American academic and author (born 1966)

Martha McCaughey (born October 25, 1966) is an American academic and author. She was the director of Women's Studies at Appalachian State University at, prior to that, at Virginia Tech. Her research and writings have dealt extensively with evolutionary psychology as applied to gender. She is the author of The Caveman Mystique: Pop-Darwinism and the Debates over Sex, Violence, and Science (2008, Routledge), which takes an original perspective on the "science wars" and also challenges both evolutionary psychologists and their feminist critics to think about masculinities as textual.

==Writings==
Among McCaughey's writings are two similarly titled books: Real Knockouts: the Physical Feminism of Women’s Self-Defense (ISBN 0-8147-5577-1) in 1997 and Reel Knockouts: Violent Women in the Movies (ISBN 0-292-75251-2), which she co-edited in 2001 with Neal King.
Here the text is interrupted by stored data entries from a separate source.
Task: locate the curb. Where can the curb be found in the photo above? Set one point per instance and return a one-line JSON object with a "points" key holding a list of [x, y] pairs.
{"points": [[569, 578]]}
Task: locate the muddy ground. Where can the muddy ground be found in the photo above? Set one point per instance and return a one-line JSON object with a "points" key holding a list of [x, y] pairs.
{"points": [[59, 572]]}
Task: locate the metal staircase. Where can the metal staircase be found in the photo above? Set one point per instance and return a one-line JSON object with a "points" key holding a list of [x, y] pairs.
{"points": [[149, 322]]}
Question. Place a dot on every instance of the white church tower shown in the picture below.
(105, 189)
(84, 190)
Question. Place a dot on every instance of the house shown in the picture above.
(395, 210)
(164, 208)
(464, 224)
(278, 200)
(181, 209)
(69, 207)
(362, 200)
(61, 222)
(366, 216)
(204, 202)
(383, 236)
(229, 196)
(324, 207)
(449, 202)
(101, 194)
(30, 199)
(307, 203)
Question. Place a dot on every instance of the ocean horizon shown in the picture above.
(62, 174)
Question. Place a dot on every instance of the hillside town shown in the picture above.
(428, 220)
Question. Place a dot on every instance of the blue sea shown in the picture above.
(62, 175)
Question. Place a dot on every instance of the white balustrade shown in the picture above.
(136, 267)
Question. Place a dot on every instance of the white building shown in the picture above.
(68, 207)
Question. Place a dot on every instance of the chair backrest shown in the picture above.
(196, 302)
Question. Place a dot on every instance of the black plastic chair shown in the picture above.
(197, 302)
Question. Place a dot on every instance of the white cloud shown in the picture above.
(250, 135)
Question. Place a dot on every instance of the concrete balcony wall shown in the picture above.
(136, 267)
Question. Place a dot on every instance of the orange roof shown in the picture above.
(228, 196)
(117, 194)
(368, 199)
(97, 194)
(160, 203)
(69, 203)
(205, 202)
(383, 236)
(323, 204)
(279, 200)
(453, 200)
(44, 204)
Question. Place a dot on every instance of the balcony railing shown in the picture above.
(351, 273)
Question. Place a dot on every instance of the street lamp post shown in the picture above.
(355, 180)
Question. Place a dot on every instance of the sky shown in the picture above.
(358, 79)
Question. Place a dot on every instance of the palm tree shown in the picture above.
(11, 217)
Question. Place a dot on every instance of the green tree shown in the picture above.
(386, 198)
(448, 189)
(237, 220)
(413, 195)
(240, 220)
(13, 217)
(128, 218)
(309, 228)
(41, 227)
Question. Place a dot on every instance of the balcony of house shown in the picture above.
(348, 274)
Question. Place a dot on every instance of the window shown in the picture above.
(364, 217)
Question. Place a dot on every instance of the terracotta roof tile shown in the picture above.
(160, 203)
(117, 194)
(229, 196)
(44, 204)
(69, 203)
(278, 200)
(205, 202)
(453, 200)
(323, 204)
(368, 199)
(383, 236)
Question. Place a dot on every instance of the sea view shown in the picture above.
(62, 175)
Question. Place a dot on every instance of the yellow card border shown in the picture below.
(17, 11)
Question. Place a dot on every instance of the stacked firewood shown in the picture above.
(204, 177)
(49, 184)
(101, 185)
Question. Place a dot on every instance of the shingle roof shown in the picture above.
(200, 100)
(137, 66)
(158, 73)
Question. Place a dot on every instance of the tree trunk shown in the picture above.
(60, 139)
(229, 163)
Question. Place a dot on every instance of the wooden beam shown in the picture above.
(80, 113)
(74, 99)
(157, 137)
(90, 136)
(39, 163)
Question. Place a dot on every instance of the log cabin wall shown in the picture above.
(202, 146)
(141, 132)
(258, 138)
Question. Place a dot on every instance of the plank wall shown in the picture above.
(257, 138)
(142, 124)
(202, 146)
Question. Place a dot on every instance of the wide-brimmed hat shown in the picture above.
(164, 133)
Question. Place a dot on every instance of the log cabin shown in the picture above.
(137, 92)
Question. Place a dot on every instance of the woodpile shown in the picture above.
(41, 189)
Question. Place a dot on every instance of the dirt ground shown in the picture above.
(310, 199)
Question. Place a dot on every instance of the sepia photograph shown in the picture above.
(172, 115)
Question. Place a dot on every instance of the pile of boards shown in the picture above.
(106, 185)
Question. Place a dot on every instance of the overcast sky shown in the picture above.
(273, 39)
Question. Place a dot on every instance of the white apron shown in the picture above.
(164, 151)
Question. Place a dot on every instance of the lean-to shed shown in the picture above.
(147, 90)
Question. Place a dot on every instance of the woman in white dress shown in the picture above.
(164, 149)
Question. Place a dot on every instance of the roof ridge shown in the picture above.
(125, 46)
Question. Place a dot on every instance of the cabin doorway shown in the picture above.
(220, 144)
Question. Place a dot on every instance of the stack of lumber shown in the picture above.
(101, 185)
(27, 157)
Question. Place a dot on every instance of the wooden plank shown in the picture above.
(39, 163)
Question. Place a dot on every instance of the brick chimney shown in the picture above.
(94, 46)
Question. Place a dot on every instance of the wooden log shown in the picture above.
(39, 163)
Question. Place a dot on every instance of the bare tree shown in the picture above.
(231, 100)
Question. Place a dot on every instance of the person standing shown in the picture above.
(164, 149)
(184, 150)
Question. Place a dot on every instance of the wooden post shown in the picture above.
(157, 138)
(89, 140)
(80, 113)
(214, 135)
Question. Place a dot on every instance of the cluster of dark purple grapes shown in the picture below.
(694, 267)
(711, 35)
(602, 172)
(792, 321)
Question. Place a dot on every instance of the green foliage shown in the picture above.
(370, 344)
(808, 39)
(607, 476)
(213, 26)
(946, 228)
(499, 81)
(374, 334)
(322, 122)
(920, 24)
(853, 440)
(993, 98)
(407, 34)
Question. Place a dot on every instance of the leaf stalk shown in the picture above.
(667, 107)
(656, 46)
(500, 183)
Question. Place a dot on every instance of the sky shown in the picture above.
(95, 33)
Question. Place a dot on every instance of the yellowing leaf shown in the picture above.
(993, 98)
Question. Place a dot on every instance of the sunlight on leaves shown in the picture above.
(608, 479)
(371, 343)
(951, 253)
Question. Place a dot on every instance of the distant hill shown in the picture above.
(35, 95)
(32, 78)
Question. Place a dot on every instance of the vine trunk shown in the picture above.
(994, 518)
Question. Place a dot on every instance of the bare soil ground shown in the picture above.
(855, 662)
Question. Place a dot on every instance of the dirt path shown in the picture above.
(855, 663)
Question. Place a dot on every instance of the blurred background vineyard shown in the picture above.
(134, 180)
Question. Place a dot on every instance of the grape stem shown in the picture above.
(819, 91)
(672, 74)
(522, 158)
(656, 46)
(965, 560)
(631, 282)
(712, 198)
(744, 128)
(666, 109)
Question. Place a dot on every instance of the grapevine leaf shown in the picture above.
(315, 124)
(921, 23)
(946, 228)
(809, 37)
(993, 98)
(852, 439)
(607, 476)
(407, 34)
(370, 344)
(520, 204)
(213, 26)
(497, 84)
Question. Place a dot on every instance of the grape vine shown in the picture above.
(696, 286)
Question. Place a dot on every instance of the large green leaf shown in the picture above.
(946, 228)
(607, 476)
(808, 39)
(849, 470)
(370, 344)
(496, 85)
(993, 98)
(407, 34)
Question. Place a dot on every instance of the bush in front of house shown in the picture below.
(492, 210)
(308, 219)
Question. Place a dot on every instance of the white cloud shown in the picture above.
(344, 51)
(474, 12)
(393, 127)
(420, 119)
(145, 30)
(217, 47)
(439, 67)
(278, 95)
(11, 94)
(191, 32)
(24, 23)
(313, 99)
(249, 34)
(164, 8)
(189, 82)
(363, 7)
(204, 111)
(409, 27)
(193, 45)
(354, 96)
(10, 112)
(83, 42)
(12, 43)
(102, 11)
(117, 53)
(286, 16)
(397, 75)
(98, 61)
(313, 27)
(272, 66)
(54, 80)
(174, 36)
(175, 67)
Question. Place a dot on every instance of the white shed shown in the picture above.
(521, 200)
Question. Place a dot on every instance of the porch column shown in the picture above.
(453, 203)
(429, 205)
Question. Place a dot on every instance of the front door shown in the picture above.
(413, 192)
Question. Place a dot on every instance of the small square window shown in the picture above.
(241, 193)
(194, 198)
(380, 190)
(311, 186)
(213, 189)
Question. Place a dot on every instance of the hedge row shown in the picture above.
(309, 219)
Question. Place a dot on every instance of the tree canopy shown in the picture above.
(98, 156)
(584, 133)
Real Knockouts made McCaughey's mark in feminist theory, as the first comprehensive attempt to bridge the gap between academia and mainstream women's self-defense. In it, she defines the self-defense movement serves as a form of feminist empowerment and consciousness raising that can be used to make feminist theory accessible to women who would otherwise be unreceptive. She also proposes the idea that by participating in self-defense, women change the definition of femininity and alter the gender roles, both male and female, that support existing rape culture. Although McCaughey takes a generally positive stance regarding self-defense, and dedicates a chapter to countering various criticisms of women's self-defense from within feminist theory, she does acknowledge and examine several practical and legal concerns with self-defense. As part of that, she analyzes the legal repercussions of violent self-defense, including consideration of the way that racism, classism, sexism, and stereotypes concerning battered wife syndrome affect the legal system's judgement on whether or not a woman's self-defense is legitimate.

Reel Knockouts (co-edited with Neal M. King) is a collection of essays that examine portrayals of violent women in film.

She is also the co-editor, with Michael D. Ayers, of Cyberactivism: Online Activism in Theory and Practice (2003, Routledge), and the editor of Cyberactivism on the Participatory Web (2014, Routledge).

Most recently, McCaughey has written a number of essays on feminism, academic freedom, and the purpose of the university.